[Web-SIG] Proposal: Avoiding Serialization When Stacking Middleware

Ian Bicking ianb at colorstudy.com
Tue Mar 13 20:47:54 CET 2007

Phillip J. Eby wrote:
>>  basically, where each object type results in a new key in the 
>> environment and a new ad hoc specification to be made (e.g., 
>> wsgi.file_wrapper takes a block size, which is specific only to that 
>> case).
> Right.  I'm specifically saying that a collection of individual 
> specifications is much *better* than a single overarching specification 
> generalized from a single example.  Single use cases make bad general 
> specs.
>> OK, the dict would avoid multiple different kinds of keys, and 
>> presumably they'd all have the same signature.  Block size doesn't 
>> really make any sense to me as a common parameter.  Content type 
>> should be a common parameter, as something like an lxml object can be 
>> serialized as either XML or HTML.  I don't think any response headers 
>> are likely to effect the serialization... though with my specification 
>> that remains an application concern, so it doesn't have to be resolved 
>> in the specification.
> Please don't keep trying to generalize this.  They're called 
> "specific-ations", not "general-izations".  :)
>>> Notice that this approach doesn't require any special protocol for 
>>> these wrappers -- just WSGI.  It's simpler to specify, and simpler to 
>>> implement than what you propose, while addressing some of the open 
>>> issues.
>> The specification isn't particularly long or complicated, IMHO.
> That's because it doesn't address any of the real issues -- they're all 
> deferred to your "open issues" section.  That's why I don't think having 
> the specification adds any value over highlighting the existing WSGI 
> pattern for extending the response (i.e. server-supplied 
> iterator-wrappers).

The open issues section has three issue.  One is a matter of defining 
some naming convention, and as long as people *try* to match up their 
conventions it will work.  The second has a proposed solution.  The last 
is merely aesthetic.

These are the "real issues" you are referring to?

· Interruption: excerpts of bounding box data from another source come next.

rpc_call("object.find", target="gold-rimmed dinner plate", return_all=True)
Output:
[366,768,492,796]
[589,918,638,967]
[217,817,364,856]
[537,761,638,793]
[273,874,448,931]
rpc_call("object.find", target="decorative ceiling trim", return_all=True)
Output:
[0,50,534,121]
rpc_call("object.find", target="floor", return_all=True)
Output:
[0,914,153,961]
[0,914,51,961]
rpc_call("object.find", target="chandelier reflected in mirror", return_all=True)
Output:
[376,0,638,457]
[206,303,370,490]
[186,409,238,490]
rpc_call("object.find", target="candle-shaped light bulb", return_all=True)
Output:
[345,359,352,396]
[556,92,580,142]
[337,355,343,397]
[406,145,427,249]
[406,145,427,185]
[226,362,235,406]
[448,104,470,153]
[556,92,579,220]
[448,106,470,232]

>> When playing with implementation I used type names, and actually I 
>> rather prefer them, but it's not always clear what name to use.  For 
>> instance, "lxml", "lxml.etree", "lxml.etree.Element", and 
>> "lxml.etree._Element" all are reasonable names.  Or "ElementTree", 
>> "ElementTree.Element", "ElementTree._Element", "xml.etree", 
>> "xml.etree.Element", and "xml.etree._Element".  Or even something like 
>> "IElement" could make sense in some context (e.g., what if you can 
>> accept the overlapping interfaces of both lxml and ElementTree?)
>> At least the actual type object seems easy enough.  OTOH, there are 
>> actually cases when I'd like to say that I could accept a certain type 
>> without having to import the type.  E.g., if I wanted to do an XSLT 
>> transformation, I *could* support several kinds of objects without 
>> requiring any of them (e.g., lxml, 4DOM, and Genshi Markup).
> These problems all stem from premature generalization.  It's a trivial 
> problem to fix, however, if you are trying to share one particular 
> content type: just pick a key and use it!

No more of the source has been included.